Justice Tsanga agreed with Mr Biti saying an examination of changes in prescriptive periods involving actions against the police from other legal systems bear testimony to the fact that over the years dynamic changes which accord with equal protection before the law have infiltrated “this sphere of restrictive protections”.

“The trend has shifted in favour of subjecting State institutions like the police to time periods which generally accord with everyone else,” said Justice Tsanga.

Justice Tsanga ruled that the prescription that arose from the failure to sue police within the stipulated time period, meant that those with genuine claims are denied legal recourse and their rights to access courts are violated.

The Judge said there was no reason why the general three-year prescription period for ordinary debts as contained in the Prescription Act should not govern claims against the police.

She also noted that the provision being of colonial legacy was influenced by the need to keep claims against the police in check, in view of the repressive policies at the time.

Since independence, Justice Tsanga said, many laws were reformed or challenged constitutionally while others remained intact.

The specific provision therefore, embodies “legislative lag”.

Justice Tsanga said with the coming in of the new Constitution in 2013, an unprecedented number of civil and political liberties had been introduced to keep the State accountable.

“The tenets of the new Constitution commit the State to fostering a new era of people-centred constitutionalism,” she said. “Core to constitutionalism is regulating all forms of public power. It is therefore vital that as courts we do not confine our sense of vigilant scrutiny of constitutionally deficient legislation to only those issues often brought by political elites that have tended to dominate the courts such as those centred on participation in and outcome of elections, or media discourses.”

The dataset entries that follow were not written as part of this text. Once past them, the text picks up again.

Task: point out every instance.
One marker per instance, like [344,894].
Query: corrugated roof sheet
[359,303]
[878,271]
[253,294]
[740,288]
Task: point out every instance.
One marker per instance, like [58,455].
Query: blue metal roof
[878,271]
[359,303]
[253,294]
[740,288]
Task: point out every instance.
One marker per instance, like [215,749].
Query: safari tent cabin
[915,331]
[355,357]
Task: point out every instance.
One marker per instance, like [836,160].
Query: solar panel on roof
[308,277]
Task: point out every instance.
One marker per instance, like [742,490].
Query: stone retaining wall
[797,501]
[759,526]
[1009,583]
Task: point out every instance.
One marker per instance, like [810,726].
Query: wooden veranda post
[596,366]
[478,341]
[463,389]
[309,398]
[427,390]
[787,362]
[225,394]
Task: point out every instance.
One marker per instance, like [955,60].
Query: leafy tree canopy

Justice Tsanga referred her decision to the Constitutional Court for confirmation in terms of Section 175 of the Constitution.

The Section provides that where a court makes an order concerning the constitutional invalidity of any law, such order has no force and effect unless it is confirmed by the highest court in the land.

Nyika and Tobaiwa were among passengers travelling from Harare to Karoi when the incident occurred near Banket in July 2013.

The two approached the High Court to invalidate Section 70 of the Act that impeded them from instituting their more than $1 million lawsuit for damages.

They asked the court to scrap the section arguing that it is unconstitutional and discriminatory.

But the police who were represented by Mr Daniel Mambo of the Attorney General’s Office opposed the application arguing the section was constitutional and the two should have brought their action within the prescribed period.

He said police dealt with high volume of litigation hence the need to dispose of the matters timeously.